4
Пока Алексей Николаевич грустил и пил вино под Парижем, в Москве произошли перемены. Японцы как самые искушенные коммерсанты почувствовали опасность, пусть даже не очевидную, для своих капиталов и начали потихоньку сворачивать некоторые проекты. Это отразилось и на сталинской высотке: квартиранты решили бежать с российского корабля, опасаясь, что он, чего доброго, может и утонуть. И уже без Алексея Николаевича Таша сдала их жилище какому-то американцу
Сам он не знал теперь, да и не хотел знать ничего: ни того, какова плата за квартиру, ни того, кто этот новый жилец. Даже его собственную роль, роль Ташиного мужа в его отсутствие сыграл перед американцем массажист из Ялты.

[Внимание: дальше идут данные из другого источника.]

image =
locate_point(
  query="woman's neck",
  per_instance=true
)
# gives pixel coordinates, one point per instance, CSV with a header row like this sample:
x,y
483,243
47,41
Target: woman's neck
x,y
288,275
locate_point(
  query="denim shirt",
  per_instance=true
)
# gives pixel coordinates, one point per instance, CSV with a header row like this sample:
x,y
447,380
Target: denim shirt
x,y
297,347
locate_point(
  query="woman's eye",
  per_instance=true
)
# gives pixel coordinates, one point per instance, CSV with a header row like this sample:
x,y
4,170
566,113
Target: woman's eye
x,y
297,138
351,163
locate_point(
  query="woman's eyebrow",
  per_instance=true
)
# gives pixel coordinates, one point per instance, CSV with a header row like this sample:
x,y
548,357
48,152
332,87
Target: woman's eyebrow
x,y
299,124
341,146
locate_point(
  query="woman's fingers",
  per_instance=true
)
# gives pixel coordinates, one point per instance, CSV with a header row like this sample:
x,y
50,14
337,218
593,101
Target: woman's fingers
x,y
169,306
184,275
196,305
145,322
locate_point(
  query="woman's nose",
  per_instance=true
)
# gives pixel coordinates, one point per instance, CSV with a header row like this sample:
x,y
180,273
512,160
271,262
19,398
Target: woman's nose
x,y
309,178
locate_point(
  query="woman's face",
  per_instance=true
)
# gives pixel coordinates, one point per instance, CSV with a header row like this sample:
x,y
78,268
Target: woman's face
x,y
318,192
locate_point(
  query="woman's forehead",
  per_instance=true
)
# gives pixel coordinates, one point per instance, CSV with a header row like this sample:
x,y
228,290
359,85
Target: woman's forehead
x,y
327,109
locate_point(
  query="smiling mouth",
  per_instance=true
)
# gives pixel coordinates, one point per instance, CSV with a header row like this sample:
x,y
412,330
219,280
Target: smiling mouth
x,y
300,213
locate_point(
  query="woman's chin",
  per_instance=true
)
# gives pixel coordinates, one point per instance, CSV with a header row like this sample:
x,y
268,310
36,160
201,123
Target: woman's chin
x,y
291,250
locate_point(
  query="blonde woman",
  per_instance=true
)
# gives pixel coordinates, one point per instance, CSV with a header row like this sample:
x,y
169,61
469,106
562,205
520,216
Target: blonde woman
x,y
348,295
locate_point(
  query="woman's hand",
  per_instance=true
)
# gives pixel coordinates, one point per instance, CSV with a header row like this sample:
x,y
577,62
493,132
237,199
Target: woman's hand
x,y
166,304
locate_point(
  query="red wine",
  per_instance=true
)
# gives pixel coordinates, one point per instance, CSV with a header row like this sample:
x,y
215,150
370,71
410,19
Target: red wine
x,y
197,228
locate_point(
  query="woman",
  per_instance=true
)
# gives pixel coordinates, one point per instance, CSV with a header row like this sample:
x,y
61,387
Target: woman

Ожидая переезда, доживая последние дни в их наемной и еще общей квартире, Алексей Николаевич как-то услышал телефонный звонок и поднял трубку.
— Добрый день. Это Гоша? — спросил женский голос.
— Добрый день,— ответил он.— Это не Гоша.
— Я, наверное, ошиблась номером. Мне нужен Гоша Егоров…
— Егоров это я, — теряясь в догадках, отвечал он. — Но меня зовут Алексей Николаевич.
— Простите, а Гоша Егоров? У него еще дочь Танечка — спортсменка. И жена Таша…
— Знаете, пока еще муж Таши — я. И уж по крайней мере, я отец Танечки…
Женский голос умолк, и после долгой паузы Алексей Николаевич услышал:
— Извините…
Итак, снимая квартиру для долгой новой жизни, Таша представила хозяйке всю семью: свою дочь и своего мужа, отца дочери. Алексея Николаевича уже просто не существовало. Как известного поручика Киже. Его роль играл Гоша. А Таша? Узнав о разговоре с хозяйкой, набросилась на него:
— Зачем тебе влезать во все это? Это мое дело!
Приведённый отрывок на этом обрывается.